Welsh Liberal Democrat Health Spokesperson, Jenny Randerson, agrees: “The 20% of people who were paying for prescription should, in my view, continue paying for them. At the same time we should also be sorting out a much longer list of chronic conditions, which would be eligible for free prescriptions. We have a financially over-stretched health service and this [free prescriptions] is an expensive option.”
Comments:
Is it really likely that the 20% of people who used to pay for prescriptions (presumably the wealthiest) would waste their valuable time seeing a doctor in order to avoid shelling out a few pence for asprins? Sure. I can just see all those well paid lawyers, business people, managers and civil servants clogging up the waiting rooms. The Western Mail needs to get out more and not rush to print with made-up scare-stories supplied by charity and drug company lobbyists.
 
why should the 'well-off' 20% get free prescriptions? well, it's simple - they pay their taxes and should be treated just the same as anyone else. In fact, they PAY for everyone else too!

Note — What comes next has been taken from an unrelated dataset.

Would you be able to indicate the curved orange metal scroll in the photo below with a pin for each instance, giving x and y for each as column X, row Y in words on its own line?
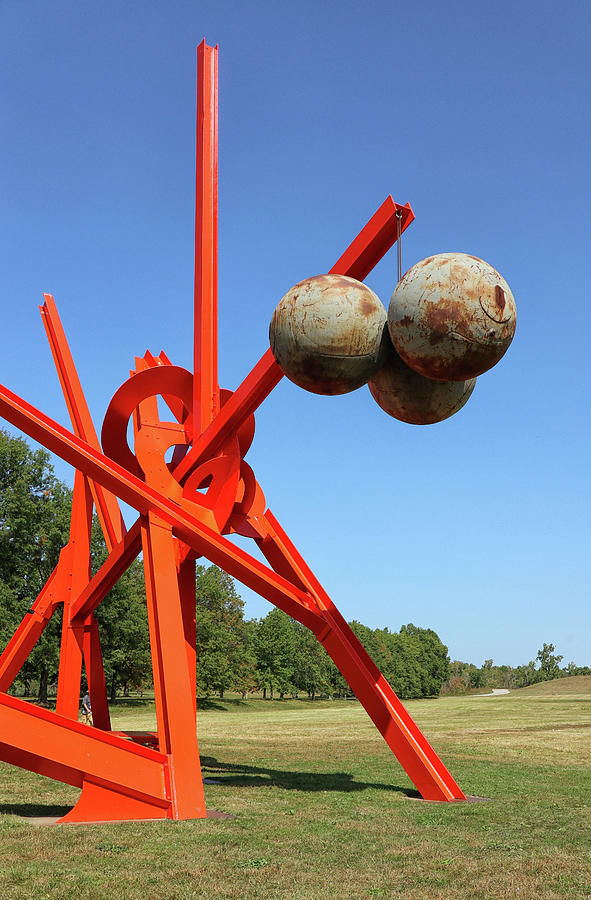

Honestly now, why should those who are doing well be treated as second class citizens? It's an odd sort of prejudice, and one I'd have thought liberals would be over by now.
 
If we had unlimited resources then I would agree with you but we do not. The funding of the health service is clearly about the distribution of scarce resources in the most effective way. In such a situation it is only reasonable that those who are better off should make a small contribution to the cost of their prescriptions especially when such a measure helps to relieve pressure on other NHS resources such as doctor's time.
 
This is an obvious outcome. You move from rationing by price (people will pay if they need them, but otherwise they won't bother) to rationing by time (wasting of doctor's time and increased waiting lists). Perhaps there's a lesson for the NHS as a whole?

Prescriptions should not be free except for those who are very poor.

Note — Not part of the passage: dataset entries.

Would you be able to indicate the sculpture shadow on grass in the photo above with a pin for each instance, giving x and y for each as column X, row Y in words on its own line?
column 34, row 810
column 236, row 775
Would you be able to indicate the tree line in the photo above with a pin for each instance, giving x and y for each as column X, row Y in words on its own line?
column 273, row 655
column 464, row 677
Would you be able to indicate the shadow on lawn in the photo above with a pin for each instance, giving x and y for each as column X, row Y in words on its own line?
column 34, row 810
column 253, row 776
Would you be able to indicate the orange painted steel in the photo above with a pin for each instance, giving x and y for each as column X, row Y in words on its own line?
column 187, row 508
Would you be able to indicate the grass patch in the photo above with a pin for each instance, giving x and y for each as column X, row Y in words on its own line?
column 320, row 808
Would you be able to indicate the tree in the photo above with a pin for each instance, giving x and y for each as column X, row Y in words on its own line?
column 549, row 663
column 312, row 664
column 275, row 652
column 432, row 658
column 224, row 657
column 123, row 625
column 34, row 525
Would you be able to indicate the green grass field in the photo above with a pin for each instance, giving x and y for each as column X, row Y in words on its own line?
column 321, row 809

There is a case for those who need very long periods on a drug to have free, or reduced prescriptions (I'm on long term drugs but don't really mind paying, but I'm well off enough, sometimes a pre-payment certificate does save me money though).
 
"Haven't we been here before"? I recall my elderly relatives talking about a period when prescriptions were free and this caused so many problems that the government brought in fixed prescription charges, but which were waived for folks on minimum incomes, on benefits etc. Seems like history is repeating itself. *Ponders why*
 
There's really an issue of transparency here - is it acceptable, if you pay your NI Conts, for your to see your entitlement to NHS services eroded bit by bit? I'm not sure that it is, and I suppose that's where my unease at making the 'better off' pay for everyone else, pay for the services they've been excluded from on income grounds and then pay for services they need comes from.

Rather than this skewed redistribution, why not just raise taxes or NICs?
 
The Cardiff Local Health Board was citing (on Radio Wales today) the cost of prescribing Herceptin as a primary reason for not funding Phase II of the National Children's Hospital.
- Frank Little
 
If the "well off" are to pay, how is that payment to be calculated?

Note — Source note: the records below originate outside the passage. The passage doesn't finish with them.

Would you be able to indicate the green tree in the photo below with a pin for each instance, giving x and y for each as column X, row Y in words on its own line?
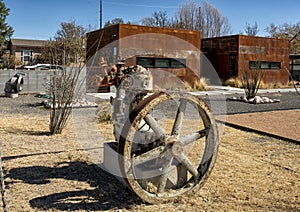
column 6, row 31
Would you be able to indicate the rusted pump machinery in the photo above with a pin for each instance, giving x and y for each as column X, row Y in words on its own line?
column 166, row 142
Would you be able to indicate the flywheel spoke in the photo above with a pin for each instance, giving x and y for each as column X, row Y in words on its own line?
column 186, row 162
column 194, row 136
column 164, row 177
column 159, row 131
column 179, row 117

Do we pay on a sliding scale depending on our means? Or does everyone pay if they earn above a certain income - some arbitrary threshold. Not everybody who had to pay prior to abolition of charges was "well off".

Would that not mean rolling back the system even further than pre-abolition days. Wouldn't it mean that a many under-25s and over 60s would now have to pay. People of pension age have had free prescriptions as long as I can remember (admittedly I'm a young-ish pup!). And if that's the case then why should "well off" women get free prescriptions because they're pregnant, or the children of "well off" parents get prescriptions free just because they're children. You could end up with MORE people paying (which may be what you're after) but you'd have to set up a whole bureaucracy just to assess people's means.
 
The previous arrangement where about 20% of the population paid would be about right with two exceptions:

1. More exemptions for people with long term illnesses; and
2. A lower rate than in England, possibly two or three pounds.